Download or read book The Bells of Old Tokyo written by Anna Sherman and published by Picador. This book was released on 2019-05-14 with total page 275 pages. Available in PDF, EPUB and Kindle. Book excerpt: In The Bells of Old Tokyo, Anna Sherman explores Japan and revels in all its wonderful particularity. As a foreigner living in Tokyo, Sherman’s account takes pleasure and fascination in the history and culture of a country that can seem startlingly strange to an outsider. Following her search for the lost bells of the city – the bells by which its inhabitants kept time before the Jesuits introduced them to clocks – to her personal friendship with the owner of a small, exquisite cafe, who elevates the making and drinking of coffee to an art-form, here is Tokyo in its bewildering variety. From the love hotels of Shinjuku to the appalling fire-storms of 1945 (in which many more thousands of people died than in Hiroshima or Nagasaki), from the death of Mishima to the impact of the Tohoku earthquake of 2011. For fans of The Lonely City, and Lost in Translation, The Bells of Old Tokyo is a beautiful and original portrait of Tokyo told through time.

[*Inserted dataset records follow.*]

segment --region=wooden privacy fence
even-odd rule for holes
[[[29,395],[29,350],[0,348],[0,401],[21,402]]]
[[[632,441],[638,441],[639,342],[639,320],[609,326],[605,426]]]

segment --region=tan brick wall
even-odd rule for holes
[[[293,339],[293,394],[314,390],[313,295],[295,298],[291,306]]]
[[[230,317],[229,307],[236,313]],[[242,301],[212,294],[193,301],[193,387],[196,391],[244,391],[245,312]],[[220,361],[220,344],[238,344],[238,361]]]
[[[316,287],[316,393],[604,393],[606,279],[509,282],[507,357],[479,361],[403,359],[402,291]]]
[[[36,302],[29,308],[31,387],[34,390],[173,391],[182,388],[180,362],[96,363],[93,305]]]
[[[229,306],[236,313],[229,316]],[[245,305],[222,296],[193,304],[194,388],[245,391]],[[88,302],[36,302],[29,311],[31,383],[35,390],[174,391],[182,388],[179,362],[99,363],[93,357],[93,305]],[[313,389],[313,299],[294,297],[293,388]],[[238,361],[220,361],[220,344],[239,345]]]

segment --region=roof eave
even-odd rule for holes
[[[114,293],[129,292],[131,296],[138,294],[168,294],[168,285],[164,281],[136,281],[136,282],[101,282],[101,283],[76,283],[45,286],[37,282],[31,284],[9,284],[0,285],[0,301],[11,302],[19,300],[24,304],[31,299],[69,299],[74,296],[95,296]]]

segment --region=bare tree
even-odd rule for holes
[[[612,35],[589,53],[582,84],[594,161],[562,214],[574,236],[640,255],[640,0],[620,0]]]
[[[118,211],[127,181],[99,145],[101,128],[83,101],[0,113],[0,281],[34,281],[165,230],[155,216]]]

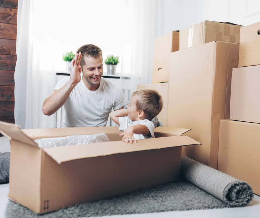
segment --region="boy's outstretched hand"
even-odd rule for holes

The Transformation of the World

The Transformation of the World
Author :
Publisher : Princeton University Press
Total Pages : 1192
Release :
ISBN-10 : 9780691169804
ISBN-13 : 0691169802
Rating : 4/5 (04 Downloads)

Book Synopsis The Transformation of the World by : Jürgen Osterhammel

Download or read book The Transformation of the World written by Jürgen Osterhammel and published by Princeton University Press. This book was released on 2015-09-15 with total page 1192 pages. Available in PDF, EPUB and Kindle. Book excerpt: A panoramic global history of the nineteenth century A monumental history of the nineteenth century, The Transformation of the World offers a panoramic and multifaceted portrait of a world in transition. Jürgen Osterhammel, an eminent scholar who has been called the Braudel of the nineteenth century, moves beyond conventional Eurocentric and chronological accounts of the era, presenting instead a truly global history of breathtaking scope and towering erudition. He examines the powerful and complex forces that drove global change during the "long nineteenth century," taking readers from New York to New Delhi, from the Latin American revolutions to the Taiping Rebellion, from the perils and promise of Europe's transatlantic labor markets to the hardships endured by nomadic, tribal peoples across the planet. Osterhammel describes a world increasingly networked by the telegraph, the steamship, and the railways. He explores the changing relationship between human beings and nature, looks at the importance of cities, explains the role slavery and its abolition played in the emergence of new nations, challenges the widely held belief that the nineteenth century witnessed the triumph of the nation-state, and much more. This is the highly anticipated English edition of the spectacularly successful and critically acclaimed German book, which is also being translated into Chinese, Polish, Russian, and French. Indispensable for any historian, The Transformation of the World sheds important new light on this momentous epoch, showing how the nineteenth century paved the way for the global catastrophes of the twentieth century, yet how it also gave rise to pacifism, liberalism, the trade union, and a host of other crucial developments.